I think a lot about my mercurial brain and his these days as I watch my kid develop. I get a migraine and I wonder whether twenty years from now she’ll be lying in the dark whimpering in pain herself. I get an anxiety attack or spend months surviving a fresh bout of depression, and I wonder if the same thing lies in store for her.

Recently, Jon began dating a woman who suffers truly vicious migraines—ones worse than mine by a wide margin. She told him she didn’t want kids and one reason was she didn’t want to curse them with her migraines. And I understood. When I was pregnant, I thought a lot about this, about how there was little possibility of my kid skating through life with a brain that always happened to work the right way, one which was always a friend and never a foe. Did I want to subject her to this?

Internalized ableism is sneaky like that. No one wants their kid to suffer more than they have to. No one wants their kid to suffer in the ways they themselves have suffered. Noble goals, both. I still worry for her, and I still wonder whether I was right to saddle her with my kind of mercurial brain, and at the same time I marvel at just how much ableist Kool-aid I’ve drunk in my life. The truth is that no matter what the migraines would be debilitating and the mental health issues would suck when they are at their worst. But they are made so much worse by living in an ableist society.

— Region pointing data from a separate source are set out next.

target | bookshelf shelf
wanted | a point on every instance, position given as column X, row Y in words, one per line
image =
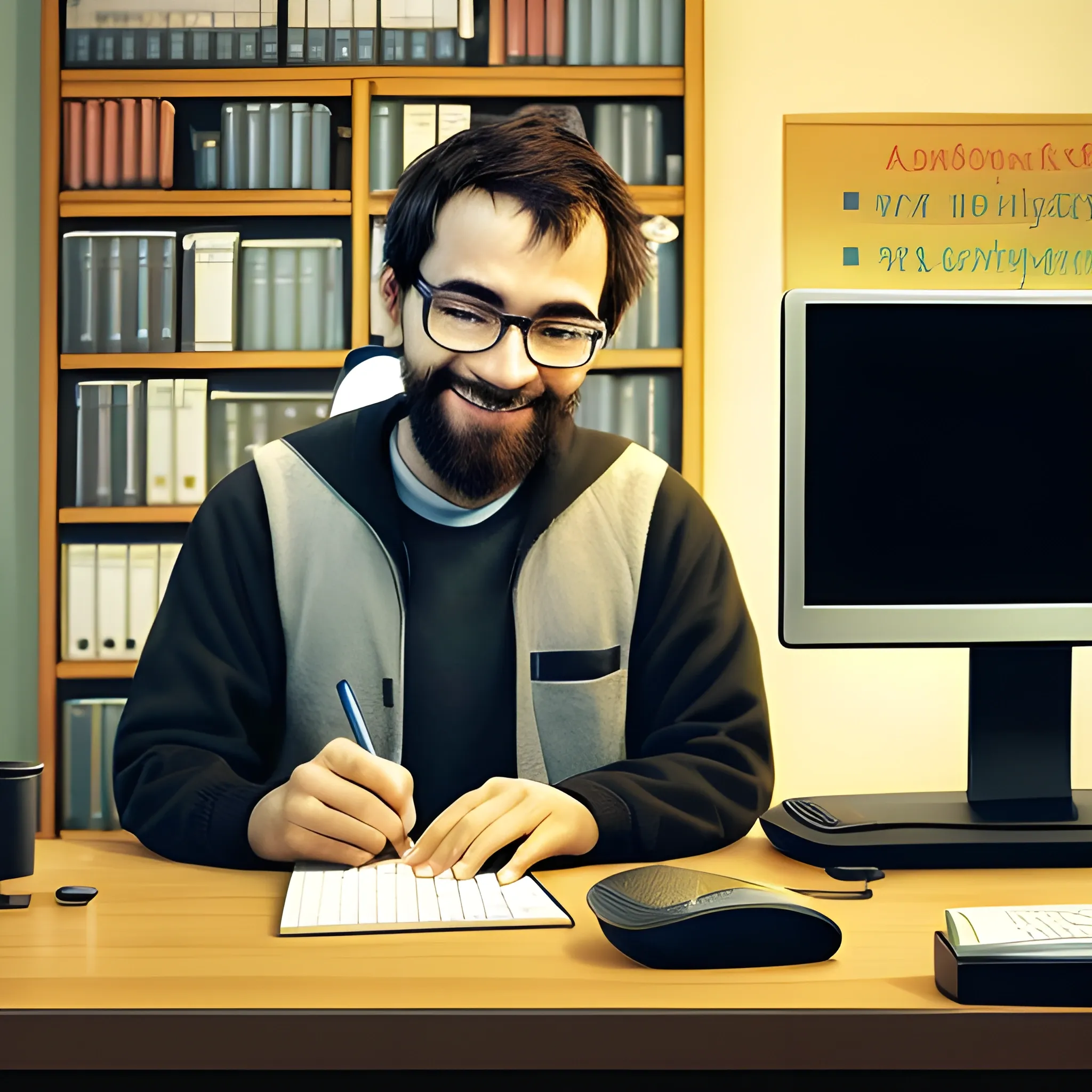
column 202, row 362
column 516, row 80
column 139, row 513
column 207, row 203
column 662, row 200
column 359, row 84
column 95, row 669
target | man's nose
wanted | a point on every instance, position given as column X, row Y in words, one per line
column 507, row 365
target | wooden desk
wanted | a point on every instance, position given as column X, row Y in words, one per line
column 179, row 967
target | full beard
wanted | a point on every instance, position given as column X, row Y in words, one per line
column 479, row 462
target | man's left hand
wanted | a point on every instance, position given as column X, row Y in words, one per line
column 464, row 836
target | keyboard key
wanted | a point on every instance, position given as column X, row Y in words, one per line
column 496, row 909
column 350, row 888
column 405, row 885
column 473, row 911
column 312, row 895
column 386, row 897
column 330, row 901
column 366, row 894
column 447, row 893
column 428, row 905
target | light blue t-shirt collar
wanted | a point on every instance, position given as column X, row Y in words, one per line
column 430, row 506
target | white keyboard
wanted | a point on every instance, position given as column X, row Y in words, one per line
column 386, row 897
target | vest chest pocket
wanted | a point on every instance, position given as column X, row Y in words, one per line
column 580, row 708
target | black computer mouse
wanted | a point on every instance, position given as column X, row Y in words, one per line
column 676, row 919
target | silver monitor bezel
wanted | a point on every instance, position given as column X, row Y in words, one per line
column 893, row 625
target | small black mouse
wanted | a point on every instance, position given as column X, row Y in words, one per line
column 75, row 896
column 676, row 919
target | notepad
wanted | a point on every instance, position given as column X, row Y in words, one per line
column 387, row 897
column 1021, row 930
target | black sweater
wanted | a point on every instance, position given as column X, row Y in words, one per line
column 206, row 718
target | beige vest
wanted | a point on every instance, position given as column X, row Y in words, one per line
column 343, row 614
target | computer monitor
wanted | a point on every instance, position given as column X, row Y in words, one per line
column 937, row 491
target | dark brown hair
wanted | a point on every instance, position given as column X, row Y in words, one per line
column 555, row 175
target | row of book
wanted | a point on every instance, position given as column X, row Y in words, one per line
column 266, row 147
column 585, row 32
column 170, row 33
column 110, row 593
column 167, row 441
column 368, row 32
column 119, row 293
column 644, row 407
column 89, row 731
column 117, row 142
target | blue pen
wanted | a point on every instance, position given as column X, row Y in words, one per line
column 352, row 708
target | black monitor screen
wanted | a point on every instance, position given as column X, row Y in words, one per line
column 948, row 454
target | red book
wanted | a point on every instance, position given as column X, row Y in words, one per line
column 93, row 143
column 130, row 143
column 111, row 144
column 517, row 32
column 74, row 146
column 555, row 32
column 166, row 144
column 497, row 32
column 149, row 143
column 536, row 32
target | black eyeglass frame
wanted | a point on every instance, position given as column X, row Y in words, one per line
column 520, row 322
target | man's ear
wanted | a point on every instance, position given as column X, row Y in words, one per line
column 390, row 300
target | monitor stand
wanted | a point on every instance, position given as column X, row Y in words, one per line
column 1018, row 812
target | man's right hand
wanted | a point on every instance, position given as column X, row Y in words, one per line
column 343, row 806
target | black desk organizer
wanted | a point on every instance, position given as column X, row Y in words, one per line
column 987, row 980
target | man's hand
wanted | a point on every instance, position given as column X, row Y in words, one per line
column 341, row 807
column 468, row 833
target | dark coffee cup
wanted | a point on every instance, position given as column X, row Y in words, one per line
column 19, row 820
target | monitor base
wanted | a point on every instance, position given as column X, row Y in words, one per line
column 926, row 830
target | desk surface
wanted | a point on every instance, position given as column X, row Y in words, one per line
column 196, row 943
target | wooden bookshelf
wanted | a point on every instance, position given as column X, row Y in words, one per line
column 359, row 83
column 95, row 669
column 654, row 200
column 207, row 203
column 138, row 513
column 202, row 362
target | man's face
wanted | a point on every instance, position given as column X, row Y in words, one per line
column 482, row 420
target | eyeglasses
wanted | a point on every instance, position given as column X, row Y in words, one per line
column 464, row 325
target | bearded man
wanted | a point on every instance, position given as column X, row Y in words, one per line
column 542, row 623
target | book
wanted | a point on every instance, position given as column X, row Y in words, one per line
column 497, row 36
column 516, row 32
column 240, row 422
column 111, row 599
column 578, row 32
column 143, row 598
column 384, row 144
column 301, row 146
column 555, row 32
column 78, row 602
column 160, row 475
column 190, row 435
column 602, row 32
column 320, row 147
column 536, row 32
column 166, row 144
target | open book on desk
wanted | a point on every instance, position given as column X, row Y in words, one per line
column 384, row 896
column 1021, row 932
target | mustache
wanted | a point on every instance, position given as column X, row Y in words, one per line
column 479, row 392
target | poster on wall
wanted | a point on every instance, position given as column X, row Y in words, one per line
column 937, row 201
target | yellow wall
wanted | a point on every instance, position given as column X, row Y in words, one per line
column 881, row 720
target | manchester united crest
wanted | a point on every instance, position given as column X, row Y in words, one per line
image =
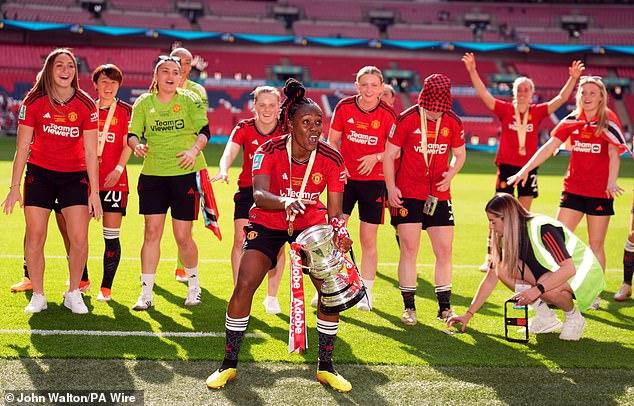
column 317, row 178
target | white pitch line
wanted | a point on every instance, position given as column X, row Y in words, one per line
column 187, row 334
column 226, row 261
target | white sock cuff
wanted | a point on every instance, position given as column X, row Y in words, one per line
column 191, row 271
column 148, row 277
column 236, row 324
column 327, row 327
column 111, row 233
column 406, row 289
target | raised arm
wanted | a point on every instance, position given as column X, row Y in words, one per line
column 470, row 64
column 575, row 70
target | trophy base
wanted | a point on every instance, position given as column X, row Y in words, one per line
column 339, row 301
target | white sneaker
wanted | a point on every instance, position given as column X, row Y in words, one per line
column 193, row 296
column 573, row 327
column 315, row 301
column 272, row 305
column 365, row 304
column 74, row 301
column 542, row 325
column 144, row 303
column 596, row 304
column 37, row 303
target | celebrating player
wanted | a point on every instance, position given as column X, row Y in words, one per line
column 519, row 134
column 362, row 123
column 57, row 142
column 250, row 134
column 113, row 152
column 289, row 174
column 590, row 182
column 186, row 67
column 174, row 123
column 419, row 194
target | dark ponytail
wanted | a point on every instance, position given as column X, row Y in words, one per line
column 294, row 92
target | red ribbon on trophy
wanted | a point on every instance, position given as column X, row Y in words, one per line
column 297, row 337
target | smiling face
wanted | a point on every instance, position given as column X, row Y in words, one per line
column 186, row 64
column 63, row 72
column 523, row 93
column 168, row 76
column 267, row 108
column 370, row 88
column 306, row 128
column 496, row 223
column 590, row 98
column 106, row 88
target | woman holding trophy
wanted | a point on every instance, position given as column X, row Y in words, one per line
column 289, row 174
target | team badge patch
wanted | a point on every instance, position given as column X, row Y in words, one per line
column 317, row 178
column 257, row 161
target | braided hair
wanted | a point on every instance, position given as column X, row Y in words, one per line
column 294, row 92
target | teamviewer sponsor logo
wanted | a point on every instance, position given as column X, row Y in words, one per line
column 434, row 149
column 362, row 139
column 587, row 147
column 167, row 125
column 61, row 130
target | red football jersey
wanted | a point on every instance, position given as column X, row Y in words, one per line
column 58, row 131
column 362, row 133
column 508, row 150
column 114, row 143
column 412, row 177
column 588, row 170
column 328, row 171
column 247, row 135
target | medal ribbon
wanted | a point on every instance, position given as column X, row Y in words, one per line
column 521, row 128
column 101, row 138
column 423, row 135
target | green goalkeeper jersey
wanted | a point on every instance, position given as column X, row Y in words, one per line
column 169, row 128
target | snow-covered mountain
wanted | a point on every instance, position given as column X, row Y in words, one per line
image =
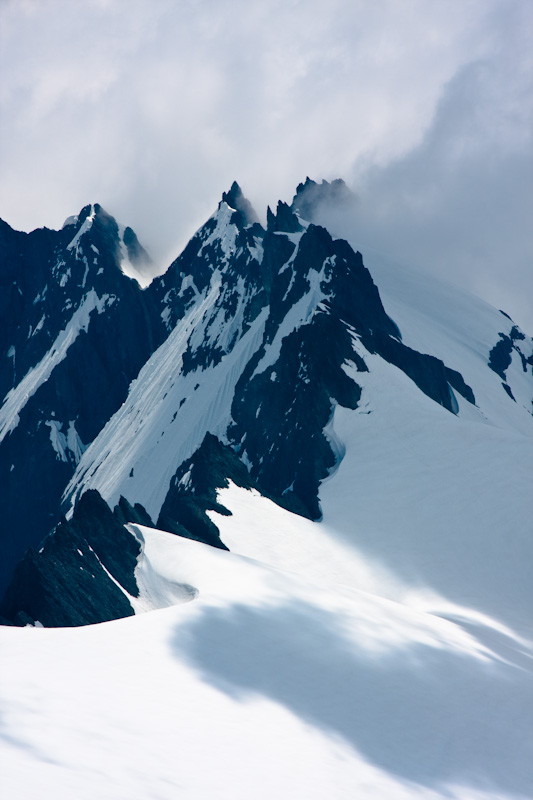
column 358, row 436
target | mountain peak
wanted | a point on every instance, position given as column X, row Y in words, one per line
column 236, row 199
column 310, row 195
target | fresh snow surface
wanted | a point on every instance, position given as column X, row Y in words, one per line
column 126, row 266
column 17, row 397
column 252, row 682
column 453, row 325
column 140, row 448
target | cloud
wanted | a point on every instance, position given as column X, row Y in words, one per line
column 154, row 108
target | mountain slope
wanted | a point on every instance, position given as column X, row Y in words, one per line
column 251, row 681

If everyone had free access to quality health care (mental and physical) without stigma and shame attached, if space and care were given to those suffering without judgment—if, put plainly, the world wasn’t ableist—then the disabilities I live with would be infinitely more tolerable. When we blame the brains and bodies of those who suffer instead of the society that piles on the suffering, when we say that maybe those facing life as people with disabilities shouldn’t be born, that’s a hair’s breadth away from eugenics.

This is not to say that I think Jon’s lady friend is in any way wrong in her personal decision. And, honestly, given that society is so deeply ableist I still worry. But it is to say that people with disabilities will always exist. And it is to say that I had Zadie, that she exists with her ticking-time-bomb brain, and that while I worry I don’t think I have cursed her.

I can teach her all the things I learned the hard was as a person with disabilities. I can teach her the strength to survive. I can teach her how to have spine enough to advocate for herself. I can teach her to be kind enough to herself to make space to cope. I can bring her up in a household where these things are not shameful, and hopefully that foundation will be something she carries with her. I can teach her to make peace with a mercurial brain.